Elia, Francesco, Elena, Miriam, Martina.. e poi tanti ragazzi fin da Milano e fin da Como, mentre si ‘vocifera’ di un interessamento del Pastori di Brescia. A pochi chilometri dalla Via del Ferro, dalle fabbriche di Odolo, dalle zone artigianali, a pochi passi dai rigurgiti post industriali della Brescia capoluogo, le acciaierie, la Caffaro. Sulle colline di Nave l’Orto Sociale Acchiappasogni, abbastanza lontano dal rumore e con una vista mozzafiato, abbastanza vicino da suscitare l’interesse delle giovani generazioni, proprio quei ragazzi citati poche righe fa. Un progetto dalla valenza appunto sociale, “a non interessa competere sul mercato – ci racconta Elia Cammarata che dell’Orto è un po’ il portavoce – noi vogliamo creare relazioni, coinvolgere, in un’ottica di scambio e condivisione, un concetto sempre aperto e senza alcun secondo fine”.

Quasi un progetto ‘filosofico’, la conquista sociale della terra “alla riscoperta delle radici stesse dell’uomo”, animale sociale per eccellenza. Riscoperta, altra parola chiave che si lega al recupero, anche di un passato dimenticato, “riavvicinare i giovani ai prodotti della terra”, e il lavoro passa tra radici e rape rosse, filari e ulivi. Altro punto focale, l’orto ‘bio-logico’ appositamente staccato, non c’è la certificazione ‘ufficiale’ ma, raccontano i ragazzi, “a noi non interessano le mode, noi vogliamo far passare un concetto”.

C’è anche la “riappropriazione”, e il discorso si fa più ampio, e allora forse è anche un progetto ‘politico’ ma nel senso nobile del termine perché “il cibo dovrebbe essere di tutti, non lo è in questa società con i suoi paradossi”, e un concetto che richiama una primordiale genesi ‘marxiana’, riscoperta e riappropriazione ma anche autogestione, per andare oltre la ‘merce’ come oggi la si intende, con la sua duplice immanenza che in sé è già contraddizione, quasi la rivincita del suo ‘valore d’uso’, della sua utilità: il cibo si deve mangiare. In questo anche il particolare passaggio della “spesa in campo”, durante la quale viene offerta la possibilità di scegliere e raccogliere l’alimento con le proprie mani, diventando così parte della filiera del buono, pulito e giusto, è il consumatore che “ne fa esperienza il prima persona”.

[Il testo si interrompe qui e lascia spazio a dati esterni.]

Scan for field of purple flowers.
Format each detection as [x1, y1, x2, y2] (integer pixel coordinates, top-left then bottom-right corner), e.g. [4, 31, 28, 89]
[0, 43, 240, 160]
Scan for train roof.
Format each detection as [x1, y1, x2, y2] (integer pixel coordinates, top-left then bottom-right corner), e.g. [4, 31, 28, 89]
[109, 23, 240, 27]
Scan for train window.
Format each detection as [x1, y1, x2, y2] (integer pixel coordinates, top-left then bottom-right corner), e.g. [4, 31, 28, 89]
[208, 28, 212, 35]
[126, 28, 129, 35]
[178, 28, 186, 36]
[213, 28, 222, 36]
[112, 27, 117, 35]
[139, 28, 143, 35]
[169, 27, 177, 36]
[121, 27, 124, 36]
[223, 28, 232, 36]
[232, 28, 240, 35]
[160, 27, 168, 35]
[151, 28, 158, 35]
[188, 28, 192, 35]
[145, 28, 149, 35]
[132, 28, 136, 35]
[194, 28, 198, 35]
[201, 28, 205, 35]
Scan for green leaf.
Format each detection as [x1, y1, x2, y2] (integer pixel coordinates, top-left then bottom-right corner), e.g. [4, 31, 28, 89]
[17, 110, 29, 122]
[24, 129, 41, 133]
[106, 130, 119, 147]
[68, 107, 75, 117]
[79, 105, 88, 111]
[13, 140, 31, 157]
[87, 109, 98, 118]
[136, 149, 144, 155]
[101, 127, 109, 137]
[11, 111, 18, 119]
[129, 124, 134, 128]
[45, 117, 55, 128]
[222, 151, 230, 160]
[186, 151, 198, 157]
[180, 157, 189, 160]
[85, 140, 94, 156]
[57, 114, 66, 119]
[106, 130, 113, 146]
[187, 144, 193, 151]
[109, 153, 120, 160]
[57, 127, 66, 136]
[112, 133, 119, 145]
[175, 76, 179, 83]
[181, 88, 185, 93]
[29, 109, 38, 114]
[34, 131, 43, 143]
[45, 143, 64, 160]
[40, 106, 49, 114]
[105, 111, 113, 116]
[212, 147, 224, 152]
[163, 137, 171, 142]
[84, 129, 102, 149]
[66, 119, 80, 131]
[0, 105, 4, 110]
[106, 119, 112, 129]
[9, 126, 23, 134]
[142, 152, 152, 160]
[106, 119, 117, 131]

Niente materialismo dottrinale allora, ma comunque una fortissima idea di condivisione e di collaborazione, “siamo tutti volontari”, e il pensiero di un approccio scientifico, “l’unico modo per fare vera controinformazione”. Salendo la collina un gigantesco ulivo morente, che si fa simbolo e storia con i suoi 500 e passa anni, proprio dove verranno ‘appesi’ gli acchiappasogni. Perché, spiegano ancora i ragazzi, “anche se abbiamo i piedi per terra, la nostra testa è rivolta al cielo”.


Domenica 7 luglio intanto si celebra il secondo anno del progetto Orto Sociale, che comunque ha già avuto un riconoscimento internazionale nonostante la tenerissima età. Dalle prime luci del mattino alle prime stelle della notte, una giornata intera tra laboratori e corsi, conferenze e workshop, semina e trapianto, cucina e apicoltura. Tutto a offerta libera, chiaro: eccezion fatta per il pranzo delle 13 (10 euro ma con riposino annesso) e per “la cena tra i filari, con i prodotti dell’orto”, 25 euro ma è meglio prenotarsi. Aspettando il gran finale ‘libero’, quando si saluterà la luna suonando con i bonghi, con le chitarre, con i piedi, con le mani.